Marie, la sœur de Catharina qui habitait Anvers, ayant senti la situation se dégrader, avait adressé une requête opportuniste afin de pouvoir s’approprier toute l’argenterie de Catharina qui se trouvait encore dans la maison de Livine Cocquit. Le secrétaire de l’évêque, quant à lui, ordonna à un huissier de saisir tous les livres, manuscrits et meubles de Catharina. Qu’il soit fait allusion à des livres et des écrits était plutôt singulier, parce que lors d’une saisie ils étaient rarement cités explicitement. On a probablement voulu insister sur le caractère subversif de Catharina, car les femmes sachant lire étaient considérées comme dangereuses. En effet, l’alphabétisation pouvait amener un esprit critique et des idées personnelles, et, partant, une attitude qui déviait des normes très strictes de l’Église. Au pire des cas, de telles personnes  pouvaient se faire des adeptes avec lesquels elles correspondaient, ce qu’il fallait éviter à tout prix pour empêcher la propagation d’opinions divergentes.  Dans le présent cas, indépendamment des déclarations sur les habitudes curieuses de Catharina, un danger très concret se profilait : dans son témoignage, Carel de Waghenaer avait fait savoir qu’il était intrigué par cette femme et son crucifix remarquable, ce qui comportait évidemment des risques d’imitation.

Malgré le fait que les pouvoirs ecclésiastiques et séculiers étaient sur ses talons pour essayer de protéger des laïcs facilement impressionnables contre son train de vie bien particulier, Catharina a réussi à passer entre les mailles du filet. Le dossier contient quelques documents où Catharina a été signalée tantôt à Courtrai, tantôt à Bruges et finalement de nouveau à Gand, mais sans qu’elle pût être colloquée effectivement.   

Le dernier témoignage dans le dossier est celui du curé van Haute de l’église Saint-Michel à Gand qui a déclaré que Catharina passait de temps en temps en ville pour aller loger chez le négociant  Danens, où elle était très respectée par le fils, vicaire du béguinage, et la fille, elle-même une « bigote ». Au grand dam de l’évoque, Cataharina prétendait, aux dires du curé, que le crucifix qui était conservé à l’évêché lui avait été restitué par les anges car elle avait fait faire exactement le même crucifix.   
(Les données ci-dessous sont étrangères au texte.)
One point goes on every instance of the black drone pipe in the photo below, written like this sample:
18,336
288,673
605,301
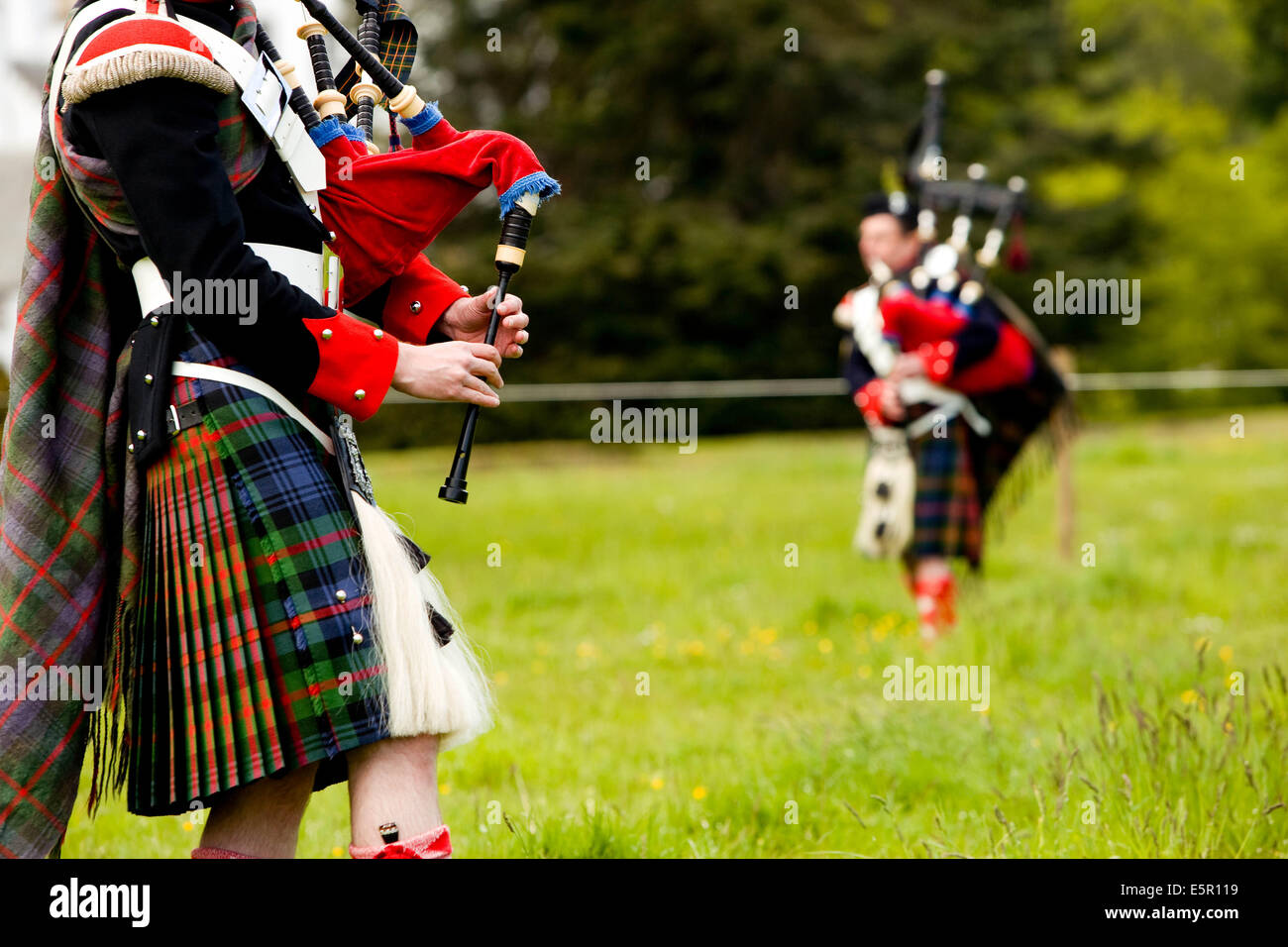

Le dénouement de l’histoire n’est hélas pas connu.  En l’absence d’informations complémentaires, nous ne savons pas si Catharina a effectivement été arrêtée et enfermée ou si elle est restée insaisissable et qu’elle a adopté enfin un profil bas.  Le dernier signalement, datant de 1705, laisse supposer qu’elle n’en avait pas l’intention. Toujours est-il qu’elle a donné vie à l’imagination de ses contemporains.